AT E quanto aos rumores de relação entre bandidos da Bahia e facções de outros Estados?
cn Isso é fato. Eles mantinham relações com o PCC (Primeiro Comando da Capital, organização criminosa paulista), que fornecia as drogas. Só que o PCC não comandava ninguém aqui na Bahia, as lideranças das quadrilhas de traficantes ficavam com Perna, Campanha... Por exemplo, a apreensão de armas de grosso calibre, encontradas com um pessoal que voltava da Ilha de Itaparica, em abril. Aquele grupo emprestou as armas ao pessoal do PCC, que veio à Bahia para cometer assaltos a banco. Existe mesmo um intercâmbio, este é o termo correto.

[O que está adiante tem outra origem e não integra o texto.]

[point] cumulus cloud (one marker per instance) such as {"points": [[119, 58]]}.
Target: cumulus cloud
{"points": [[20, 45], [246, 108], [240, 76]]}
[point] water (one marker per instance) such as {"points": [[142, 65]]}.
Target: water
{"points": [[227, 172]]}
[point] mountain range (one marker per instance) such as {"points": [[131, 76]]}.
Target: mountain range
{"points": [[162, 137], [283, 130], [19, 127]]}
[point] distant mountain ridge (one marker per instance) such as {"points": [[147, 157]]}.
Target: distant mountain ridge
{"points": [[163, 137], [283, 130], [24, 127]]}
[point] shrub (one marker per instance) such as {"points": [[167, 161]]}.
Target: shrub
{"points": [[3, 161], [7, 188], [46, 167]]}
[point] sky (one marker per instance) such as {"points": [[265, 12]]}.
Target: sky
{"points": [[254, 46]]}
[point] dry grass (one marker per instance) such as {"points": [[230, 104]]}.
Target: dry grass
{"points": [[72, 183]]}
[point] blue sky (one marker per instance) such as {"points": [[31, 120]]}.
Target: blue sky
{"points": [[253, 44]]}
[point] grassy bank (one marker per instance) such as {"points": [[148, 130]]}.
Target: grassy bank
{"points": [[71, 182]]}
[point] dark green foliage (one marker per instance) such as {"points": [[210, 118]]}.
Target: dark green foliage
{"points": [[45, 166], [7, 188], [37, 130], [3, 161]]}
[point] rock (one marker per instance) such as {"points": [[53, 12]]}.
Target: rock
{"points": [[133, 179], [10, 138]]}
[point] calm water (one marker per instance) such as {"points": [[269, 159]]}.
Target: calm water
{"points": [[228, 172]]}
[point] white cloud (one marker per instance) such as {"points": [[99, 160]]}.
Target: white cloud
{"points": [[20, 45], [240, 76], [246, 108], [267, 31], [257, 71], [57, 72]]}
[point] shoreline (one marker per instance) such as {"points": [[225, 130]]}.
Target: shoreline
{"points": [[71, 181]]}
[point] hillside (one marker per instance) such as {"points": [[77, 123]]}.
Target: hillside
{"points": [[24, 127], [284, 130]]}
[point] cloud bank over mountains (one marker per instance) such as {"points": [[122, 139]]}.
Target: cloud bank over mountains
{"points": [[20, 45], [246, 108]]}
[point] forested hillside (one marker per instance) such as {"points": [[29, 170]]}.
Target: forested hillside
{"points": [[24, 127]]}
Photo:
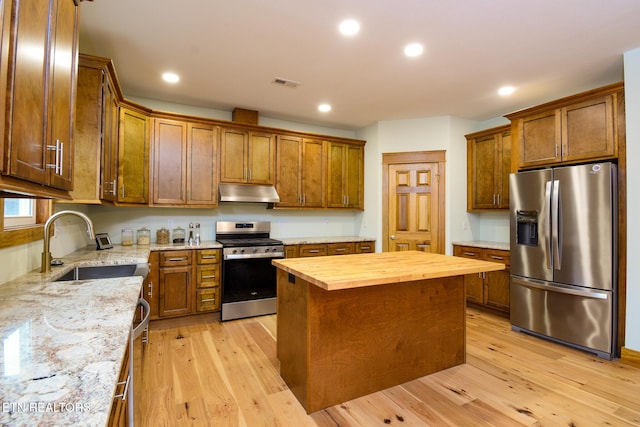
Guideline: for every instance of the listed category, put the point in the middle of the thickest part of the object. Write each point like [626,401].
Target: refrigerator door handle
[545,286]
[555,226]
[547,225]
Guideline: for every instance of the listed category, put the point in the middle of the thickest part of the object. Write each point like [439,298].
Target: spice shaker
[143,236]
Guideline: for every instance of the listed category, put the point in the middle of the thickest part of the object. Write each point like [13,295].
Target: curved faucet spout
[46,254]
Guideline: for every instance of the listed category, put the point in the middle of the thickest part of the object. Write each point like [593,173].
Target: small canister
[162,236]
[178,235]
[127,237]
[143,236]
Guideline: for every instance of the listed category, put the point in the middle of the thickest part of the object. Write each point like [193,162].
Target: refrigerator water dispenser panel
[527,228]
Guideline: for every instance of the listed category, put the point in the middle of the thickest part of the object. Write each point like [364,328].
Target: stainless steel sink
[89,272]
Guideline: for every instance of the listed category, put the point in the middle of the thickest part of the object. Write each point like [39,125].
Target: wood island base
[338,345]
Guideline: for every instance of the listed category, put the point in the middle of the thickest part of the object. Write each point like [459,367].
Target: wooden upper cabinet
[202,170]
[133,156]
[247,157]
[345,174]
[578,128]
[300,179]
[488,168]
[42,91]
[169,161]
[184,159]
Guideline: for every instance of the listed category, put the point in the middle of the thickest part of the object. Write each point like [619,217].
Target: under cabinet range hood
[248,193]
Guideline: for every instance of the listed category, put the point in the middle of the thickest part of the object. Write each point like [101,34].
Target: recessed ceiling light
[349,27]
[170,77]
[506,90]
[413,49]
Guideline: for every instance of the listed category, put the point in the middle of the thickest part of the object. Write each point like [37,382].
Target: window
[19,212]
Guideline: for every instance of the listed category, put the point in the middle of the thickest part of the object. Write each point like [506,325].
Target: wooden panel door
[587,130]
[202,171]
[133,157]
[169,162]
[27,139]
[175,291]
[62,89]
[540,139]
[313,176]
[288,173]
[233,155]
[413,207]
[261,156]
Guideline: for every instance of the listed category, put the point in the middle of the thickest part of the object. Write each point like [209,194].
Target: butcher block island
[351,325]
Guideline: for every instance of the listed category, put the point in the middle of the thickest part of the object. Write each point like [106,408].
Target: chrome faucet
[46,254]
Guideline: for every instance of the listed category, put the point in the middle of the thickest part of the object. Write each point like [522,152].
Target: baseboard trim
[630,357]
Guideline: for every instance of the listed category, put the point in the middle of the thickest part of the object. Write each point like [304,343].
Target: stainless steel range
[248,278]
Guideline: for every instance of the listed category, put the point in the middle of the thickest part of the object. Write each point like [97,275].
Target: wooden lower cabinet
[183,282]
[324,249]
[487,290]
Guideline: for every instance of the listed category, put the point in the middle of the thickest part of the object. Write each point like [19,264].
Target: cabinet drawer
[312,250]
[208,299]
[207,276]
[498,256]
[208,256]
[365,247]
[175,258]
[468,252]
[340,248]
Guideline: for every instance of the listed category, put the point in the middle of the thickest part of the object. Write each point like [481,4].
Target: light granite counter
[503,246]
[63,342]
[323,240]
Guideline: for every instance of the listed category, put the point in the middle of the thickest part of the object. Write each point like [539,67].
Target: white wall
[632,99]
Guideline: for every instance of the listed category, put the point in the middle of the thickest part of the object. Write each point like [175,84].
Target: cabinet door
[261,158]
[5,25]
[353,176]
[202,171]
[335,175]
[133,157]
[169,162]
[588,130]
[175,291]
[62,89]
[27,139]
[233,155]
[497,290]
[482,164]
[540,139]
[504,170]
[109,160]
[313,175]
[288,173]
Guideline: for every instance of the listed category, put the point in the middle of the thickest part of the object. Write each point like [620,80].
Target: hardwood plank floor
[226,374]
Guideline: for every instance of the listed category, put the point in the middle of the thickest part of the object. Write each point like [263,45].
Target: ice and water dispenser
[527,228]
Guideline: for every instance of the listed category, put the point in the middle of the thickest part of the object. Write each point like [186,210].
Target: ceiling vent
[279,81]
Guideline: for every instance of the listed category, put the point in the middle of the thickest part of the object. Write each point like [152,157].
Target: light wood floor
[226,374]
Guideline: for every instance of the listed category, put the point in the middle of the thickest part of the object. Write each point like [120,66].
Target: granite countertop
[64,342]
[322,240]
[503,246]
[381,268]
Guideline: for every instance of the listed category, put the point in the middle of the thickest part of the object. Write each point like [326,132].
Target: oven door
[248,279]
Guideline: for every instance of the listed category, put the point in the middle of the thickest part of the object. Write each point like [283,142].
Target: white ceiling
[227,54]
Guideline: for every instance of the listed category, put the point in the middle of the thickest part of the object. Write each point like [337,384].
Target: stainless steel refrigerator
[564,255]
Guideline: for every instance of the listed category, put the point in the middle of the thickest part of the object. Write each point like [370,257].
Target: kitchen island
[351,325]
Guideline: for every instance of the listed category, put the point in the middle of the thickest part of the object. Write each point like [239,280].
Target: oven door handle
[273,255]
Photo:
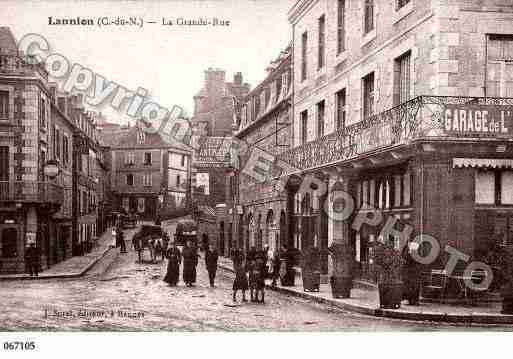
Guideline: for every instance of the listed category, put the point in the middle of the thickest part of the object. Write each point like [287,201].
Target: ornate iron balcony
[423,116]
[31,192]
[13,64]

AT Os primeiros dias de 2009 prenunciam mais um ano violento. Quais os planos da Secretaria da Segurança Pública para reduzir os índices de assassinatos na Bahia?
cn Acreditamos muito nessa nova estruturação da Polícia Civil, com essa lei orgânica que está na Assembleia sendo votada hoje (anteontem), onde já está prevista a criação do Departamento de Homicídios, com uma nova estrutura, uma estrutura maior, mais eficiente, mais eficaz no combate a esse tipo de atividade. Não existe prevenção para homicídio. O homicídio que pode ser investigado de imediato é aquele passional, que é quando existe uma premeditação. O que tem que haver é uma investigação competente, policiais capacitados nessa área de investigação, aliados com a inteligência policial. Com essa nova estrutura, podemos conseguir dar uma boa resposta a esse crime que vem assolando a nossa cidade.
AT Os policiais continuarão amedrontados em 2009, em decorrência dos assassinatos em que figuraram como vítimas em 2008? Quais as respostas a serem dadas pela secretaria neste aspecto?
cn Se algum policial estiver amedrontado, me chame para sair junto com ele para nós trabalharmos na rua juntos. Não acredito que tenha algum policial amedrontado. Muito pelo contrário: o que vimos foi a polícia como um todo - a Militar, a Civil - partir para cima. Nós partimos em 2008 para uma polícia pró-ativa, nós fizemos uma polícia proativa. E não ficamos aguardando. Nós estávamos, sim, acomodados. Hoje não mais. Nós estamos partindo para cima, por isso que fizemos a Big Bang, a Pégasus, e tantas outras operações que resultaram muito positivamente.
AT Em 2008, foram 65 autos de resistência, totalizando 105 mortes, na capital e Região Metropolitana. Este ano, já são seis mortos em quatro ações. Acha que as ações da polícia têm sido mais violentas, talvez até motivadas pelas perdas de colegas?
cn Creio que não. Creio que a violência que aí está é que gerou justamente esse maior número de autos de resistência. Os bandidos estão enfrentando mesmo. Ou nós partimos para cima... não podemos nos acovardar. Partimos para cima sempre, com segurança, com a certeza de estarmos cumprindo as leis. Porque, se tem que tombar, que tombe do lado de lá, não vai tombar do nosso lado, não. Que tombe do lado dos bandidos, mesmo. E a polícia não se acovarda, não, a gente está partindo para cima mesmo.